Stop Digging When In A Hole

Chris Cavey

What is a "minimum wage?" Is it an amount, which sustains a family above federal poverty levels? Is it what you pay a 15-year old to mow lawn or cashier at the local grocery store? Is it really a factor in our economy or just a "political maneuver?"


It appears the discussion will soon unfold once again in Annapolis.


Del. Alisha Braveboy, of Prince George’s County, intends to sponsor such a bill in the 2014 General Assembly session. She claims the undue burden on businesses in Maryland is unwarranted. She apparently insists people will still hire and business will continue unscathed. She is quoted as saying: “Similar arguments have always been made and guess what, the sky will not fall."


Well, two out of three ain't bad. The sky will not fall and sharp-penciled savvy business people will continue to hire and grow their businesses. These businesses will continue to remain viable because they understand that increased expenses (including items like the rain tax) are passed through to the end user – people like you and me!


A raise in the minimum wage is like throwing another log on the fire of rising cost and economic inflation. The cost of goods and services will proportionally increase and – within a few short years – we will be in about the same spot mathematically or perhaps worse off. The minimum wage earner will still be on the short end of the economic stick.


Perhaps it is because we have too broad a definition of what minimum wage actually should be. Is our goal to help families who are at or below the poverty level? If so, then the argument might be that minimum wage should be much higher. No one can truthfully believe a single income earner can support a family of four on $20,200 per year. ($10.10 X 2000 hours). Yet few people really think the grocery store is getting value paying baggers at a $10.10 hourly rate.


Historically there is little to no evidence to support an increase in minimum wage accomplishing much. Frankly, there are studies that show that higher wages offered to high school students tend to increase the dropout rate among students struggling with school and earning poor grades. They are actually enticed by the cash! After all $20,200 is a big temptation to a 17 year old with a girlfriend and car payments.


So, that leaves a political maneuver…


I have no doubt Delegate Braveboy is sincere in her desire to help society. I have no doubt that she is reflecting what she perceives as the will and desire of her constituency.
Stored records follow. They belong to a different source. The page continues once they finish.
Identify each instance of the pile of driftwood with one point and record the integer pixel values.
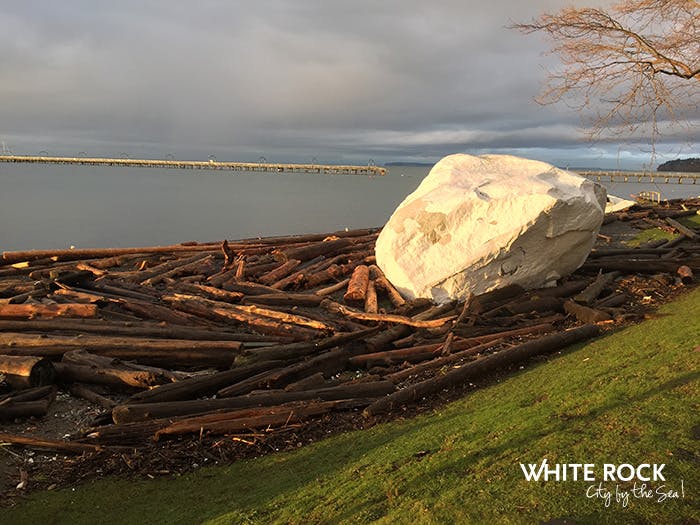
(221, 338)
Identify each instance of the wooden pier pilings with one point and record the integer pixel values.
(204, 165)
(664, 177)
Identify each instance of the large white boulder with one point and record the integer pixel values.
(479, 223)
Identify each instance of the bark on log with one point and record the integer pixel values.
(314, 250)
(391, 292)
(27, 371)
(285, 299)
(691, 234)
(357, 286)
(77, 254)
(593, 290)
(300, 349)
(132, 374)
(145, 411)
(371, 306)
(49, 311)
(280, 272)
(15, 409)
(240, 420)
(208, 292)
(328, 290)
(248, 288)
(29, 394)
(483, 366)
(585, 314)
(686, 274)
(201, 386)
(149, 311)
(84, 392)
(253, 315)
(225, 312)
(133, 329)
(338, 308)
(441, 361)
(50, 444)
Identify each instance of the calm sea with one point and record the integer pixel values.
(51, 206)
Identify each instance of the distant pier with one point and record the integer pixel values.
(202, 165)
(665, 177)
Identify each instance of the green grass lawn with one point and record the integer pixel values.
(631, 397)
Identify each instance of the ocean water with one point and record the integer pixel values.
(58, 206)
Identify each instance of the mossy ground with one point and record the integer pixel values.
(630, 397)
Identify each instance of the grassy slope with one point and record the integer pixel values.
(630, 397)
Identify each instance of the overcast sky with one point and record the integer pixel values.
(294, 80)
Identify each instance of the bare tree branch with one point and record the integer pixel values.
(632, 67)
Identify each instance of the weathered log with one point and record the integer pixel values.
(28, 394)
(685, 273)
(74, 296)
(142, 329)
(160, 313)
(50, 444)
(224, 276)
(441, 361)
(328, 290)
(165, 357)
(191, 267)
(11, 409)
(130, 413)
(338, 308)
(490, 300)
(388, 357)
(357, 286)
(97, 344)
(203, 385)
(371, 304)
(239, 420)
(32, 311)
(535, 304)
(688, 232)
(131, 374)
(27, 371)
(566, 289)
(612, 300)
(248, 288)
(593, 290)
(280, 272)
(305, 348)
(584, 313)
(87, 253)
(252, 315)
(479, 368)
(208, 292)
(85, 392)
(285, 299)
(123, 290)
(311, 382)
(391, 292)
(329, 363)
(305, 253)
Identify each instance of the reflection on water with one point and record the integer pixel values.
(59, 206)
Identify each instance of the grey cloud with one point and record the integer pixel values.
(342, 80)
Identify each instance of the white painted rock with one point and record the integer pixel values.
(479, 223)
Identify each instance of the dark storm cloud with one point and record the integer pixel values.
(284, 79)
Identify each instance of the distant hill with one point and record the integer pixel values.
(682, 165)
But, has she thought about the long term effect or overall economic impact on all consumers in Maryland? Does she understand the additional cost of goods and services to those wage earners might end up to be a net loss of spendable dollars?


The Economic Policy Institute has a chart of minimum wage from 1938 through 2009 showing the real value of minimum wages adjusted to 2009 values of the dollar. Even with 19 raises in the minimum wage, earners were better off in 1968 than any other time since…and it was the only time those wage earners were above the poverty level.
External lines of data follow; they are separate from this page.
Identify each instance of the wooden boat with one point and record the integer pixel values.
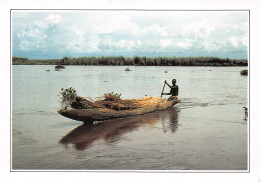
(100, 114)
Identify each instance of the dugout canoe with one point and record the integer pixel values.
(100, 114)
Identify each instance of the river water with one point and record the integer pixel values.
(206, 131)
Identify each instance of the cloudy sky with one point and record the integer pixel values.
(54, 34)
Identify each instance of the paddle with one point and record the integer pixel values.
(163, 89)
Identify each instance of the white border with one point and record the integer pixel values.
(253, 175)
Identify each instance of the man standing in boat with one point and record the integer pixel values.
(174, 90)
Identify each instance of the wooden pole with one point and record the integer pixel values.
(163, 89)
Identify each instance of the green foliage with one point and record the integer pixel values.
(112, 96)
(137, 61)
(68, 96)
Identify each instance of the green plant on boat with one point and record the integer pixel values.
(67, 96)
(59, 67)
(112, 96)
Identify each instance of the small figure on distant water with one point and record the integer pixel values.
(174, 90)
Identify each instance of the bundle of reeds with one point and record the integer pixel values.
(116, 103)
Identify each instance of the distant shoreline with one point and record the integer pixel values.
(134, 61)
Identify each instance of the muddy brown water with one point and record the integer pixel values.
(206, 131)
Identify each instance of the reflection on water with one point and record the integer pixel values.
(111, 131)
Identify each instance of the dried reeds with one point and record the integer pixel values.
(116, 103)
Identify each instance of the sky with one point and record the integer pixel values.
(55, 34)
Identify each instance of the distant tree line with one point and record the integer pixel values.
(135, 61)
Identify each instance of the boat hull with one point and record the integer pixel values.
(100, 114)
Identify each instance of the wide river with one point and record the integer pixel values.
(207, 130)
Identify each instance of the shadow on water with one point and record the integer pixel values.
(112, 130)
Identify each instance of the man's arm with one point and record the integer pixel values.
(167, 84)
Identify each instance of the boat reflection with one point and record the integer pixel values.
(112, 130)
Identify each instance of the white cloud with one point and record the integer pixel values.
(131, 32)
(53, 19)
Increasing the minimum wage is an excellent way to capture votes from many population demographics. It is easy to sell a raise to almost anyone. It makes you look and feel benevolent. It may even be a part of the overall poverty solution – but it is not the solution.


Delegate Braveboy and those who support such a mandate need to also concentrate on solving other economic issues. They need to reign in state spending. They need to cut unnecessary and out-dated programs. They need to cut taxes to businesses and create a business friendly atmosphere in Maryland.


I contend that if costly state regulations, unfunded mandates and tax rates were cut to Maryland businesses, a decent minimum wage could be established and inflationary consumer costs could be avoided.


Until the ledger is balanced, the good delegate from Prince George’s County and her cronies are just ratcheting up the problem and keeping those who need help most in a financially breakeven position while simultaneously costing the rest of us more.


The sky isn't falling – the hole is being dug deeper.